Dove il centro indiscusso della storia non è altro che il viscerale, animale e brutale senso di vendetta.

Quella vendetta che spinge fin dal primo fotogramma il nostro protagonista, quella vendetta che lo rende unico e forse migliore degli altri, quel senso di vendetta che non si ferma mai, trasformandosi agli occhi degl’altri in ingiustificata pazzia.

Queste sono le caratteristiche fondamentali di American Assassin e proprio queste peculiarità vengono portate su schermo in maniera egregia dal talentuoso protagonista Dylan O’Brien.

La storia di American Assassin tratta un bellissimo tema, narrativamente parlando, e anche coraggioso, in un’America che fatica a valutare le conseguenze delle proprie azioni in politica interna e internazionale.

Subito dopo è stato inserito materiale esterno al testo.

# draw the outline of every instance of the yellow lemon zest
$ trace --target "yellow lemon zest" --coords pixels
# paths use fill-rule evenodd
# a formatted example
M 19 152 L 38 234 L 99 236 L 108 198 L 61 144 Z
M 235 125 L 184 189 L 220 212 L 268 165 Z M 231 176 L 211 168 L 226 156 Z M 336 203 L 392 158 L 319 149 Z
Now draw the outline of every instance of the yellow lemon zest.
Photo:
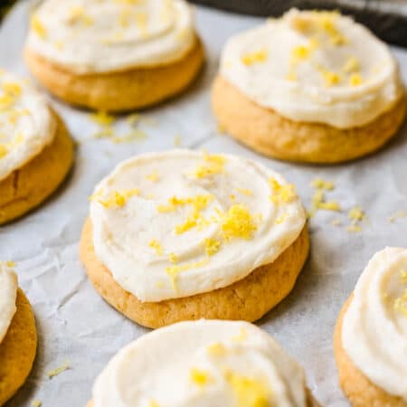
M 8 148 L 4 144 L 0 144 L 0 158 L 5 157 L 8 154 Z
M 352 75 L 349 78 L 349 84 L 351 86 L 359 86 L 362 85 L 363 82 L 364 80 L 360 73 L 352 73 Z
M 279 216 L 277 219 L 276 219 L 276 224 L 281 224 L 281 223 L 283 223 L 285 221 L 286 221 L 286 219 L 289 217 L 289 213 L 286 212 L 285 213 L 283 213 L 281 216 Z
M 227 353 L 226 347 L 222 345 L 220 342 L 215 342 L 214 344 L 212 344 L 208 345 L 206 348 L 207 352 L 211 356 L 223 356 Z
M 85 13 L 85 9 L 82 6 L 74 5 L 70 10 L 69 22 L 70 24 L 79 23 L 85 25 L 91 25 L 93 19 Z
M 156 251 L 157 256 L 162 256 L 164 254 L 163 247 L 156 239 L 150 241 L 148 246 Z
M 335 185 L 332 181 L 326 181 L 322 178 L 315 178 L 312 180 L 311 186 L 316 189 L 325 189 L 327 191 L 332 191 L 335 189 Z
M 348 213 L 347 217 L 351 221 L 364 221 L 366 215 L 364 212 L 364 210 L 360 206 L 354 206 Z
M 236 398 L 235 407 L 270 407 L 270 391 L 259 380 L 226 371 L 225 379 Z
M 67 371 L 70 369 L 70 364 L 68 361 L 64 362 L 61 366 L 52 369 L 52 370 L 49 370 L 47 372 L 47 376 L 49 379 L 52 379 L 52 377 L 58 376 L 59 374 L 61 374 L 62 373 Z
M 175 264 L 178 262 L 178 257 L 176 256 L 175 253 L 173 253 L 173 252 L 168 254 L 168 260 L 173 264 Z
M 121 208 L 124 206 L 128 198 L 137 196 L 140 194 L 137 188 L 125 189 L 122 191 L 112 191 L 106 199 L 101 199 L 102 192 L 98 191 L 96 194 L 90 197 L 90 201 L 96 200 L 99 204 L 102 204 L 105 208 Z
M 236 191 L 246 196 L 251 196 L 253 194 L 252 191 L 246 188 L 236 188 Z
M 280 184 L 276 178 L 269 180 L 272 194 L 270 197 L 270 201 L 275 204 L 284 204 L 293 201 L 296 196 L 296 190 L 292 184 Z
M 253 52 L 246 53 L 241 56 L 241 62 L 247 66 L 254 63 L 264 62 L 269 58 L 269 51 L 265 48 L 255 51 Z
M 205 239 L 204 244 L 206 254 L 208 256 L 213 256 L 213 254 L 219 251 L 222 243 L 214 239 Z
M 198 166 L 194 175 L 196 178 L 205 178 L 224 171 L 226 158 L 221 155 L 204 153 L 204 166 Z
M 158 181 L 158 173 L 156 171 L 154 171 L 153 173 L 147 175 L 146 178 L 152 183 L 156 183 Z
M 393 308 L 396 312 L 407 317 L 407 289 L 401 297 L 394 299 Z
M 195 367 L 191 369 L 190 378 L 192 383 L 200 387 L 205 386 L 212 380 L 211 375 L 207 372 Z
M 222 237 L 226 241 L 232 238 L 250 240 L 253 232 L 257 231 L 254 217 L 244 205 L 232 205 L 227 213 L 219 212 L 218 214 Z

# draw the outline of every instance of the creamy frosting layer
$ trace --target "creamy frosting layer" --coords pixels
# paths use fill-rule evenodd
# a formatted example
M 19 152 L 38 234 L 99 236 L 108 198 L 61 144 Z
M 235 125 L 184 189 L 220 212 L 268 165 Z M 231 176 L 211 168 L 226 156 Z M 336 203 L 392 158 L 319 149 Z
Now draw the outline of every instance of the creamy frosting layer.
M 285 118 L 339 128 L 371 122 L 404 92 L 387 45 L 328 12 L 292 9 L 232 37 L 220 72 Z
M 342 340 L 371 382 L 407 402 L 407 250 L 386 248 L 369 261 L 345 314 Z
M 142 301 L 229 286 L 275 260 L 306 222 L 279 174 L 190 150 L 118 165 L 96 187 L 90 217 L 98 258 Z
M 0 71 L 0 181 L 41 153 L 53 140 L 55 126 L 38 90 Z
M 0 343 L 5 338 L 17 310 L 17 288 L 16 274 L 7 263 L 0 261 Z
M 45 0 L 27 46 L 83 74 L 171 63 L 195 41 L 184 0 Z
M 123 348 L 93 388 L 95 407 L 306 407 L 302 369 L 246 322 L 182 322 Z

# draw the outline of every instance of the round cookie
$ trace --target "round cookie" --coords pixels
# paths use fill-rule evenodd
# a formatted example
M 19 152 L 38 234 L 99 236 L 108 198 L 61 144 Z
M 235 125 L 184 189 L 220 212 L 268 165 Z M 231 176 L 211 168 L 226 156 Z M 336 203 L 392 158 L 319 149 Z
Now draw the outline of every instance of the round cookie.
M 196 39 L 181 60 L 154 68 L 106 74 L 74 75 L 30 50 L 25 60 L 34 76 L 52 93 L 72 105 L 108 111 L 147 108 L 181 93 L 204 63 L 204 48 Z
M 0 343 L 0 405 L 25 382 L 35 358 L 37 334 L 30 303 L 17 291 L 16 312 Z
M 375 253 L 337 318 L 339 383 L 354 407 L 407 406 L 407 250 Z
M 406 111 L 405 99 L 401 98 L 389 111 L 360 128 L 294 121 L 250 100 L 221 76 L 213 85 L 212 103 L 222 130 L 253 150 L 281 160 L 319 164 L 374 152 L 396 134 Z
M 220 128 L 255 151 L 319 164 L 373 153 L 406 114 L 385 43 L 337 13 L 295 9 L 227 42 L 212 105 Z
M 33 17 L 24 54 L 52 93 L 104 111 L 142 109 L 182 92 L 204 60 L 183 0 L 82 0 L 71 8 L 47 0 Z
M 90 220 L 86 222 L 80 239 L 80 259 L 95 289 L 129 319 L 152 328 L 201 318 L 256 321 L 291 291 L 308 251 L 309 237 L 305 227 L 274 262 L 256 269 L 231 286 L 192 297 L 142 302 L 123 289 L 97 258 Z
M 51 145 L 21 168 L 0 180 L 0 224 L 31 211 L 49 197 L 65 179 L 73 161 L 73 143 L 65 125 L 56 121 Z
M 339 374 L 339 383 L 354 407 L 406 407 L 401 397 L 387 393 L 372 383 L 351 361 L 342 344 L 344 316 L 352 302 L 351 296 L 341 309 L 334 334 L 334 352 Z
M 141 325 L 253 321 L 292 289 L 309 250 L 293 185 L 232 155 L 150 153 L 95 188 L 80 258 L 96 289 Z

Un’America che talvolta manda i propri figli allo sbaraglio senza preoccuparsi troppo di come riportarli a casa.

È dai tempi di Rambo che il cinema d’azione yankee tratta questo argomento, anche se con risultati artistici più o meno riusciti.

American Assassin è quindi un film perfettamente riuscito?

Purtroppo no.

Bisogna ammettere che la pellicola parta bene fin da subito e che nei primi 20-30 minuti abbia pienamente descritto la nascita, la crescita e la solidità del senso di vendetta del protagonista.

Ma da li in poi perde il suo smalto nel curare in maniera approfondita il resto del cast e della storia.

Per esempio il rapporto tra l’antagonista Ghost e il mentore Stan non viene analizzato come meriterebbe, oppure un altro esempio è la storia della bella Annika, che non viene nemmeno affrontata nella trama.

Tutto questo è un peccato, perché non permette ad un film, come American Assassin col suo stile cruento e virile, con la sua storia che ricorda una polveriera pronta ad esplodere in qualsiasi momento, di spiccare il volo come potrebbe.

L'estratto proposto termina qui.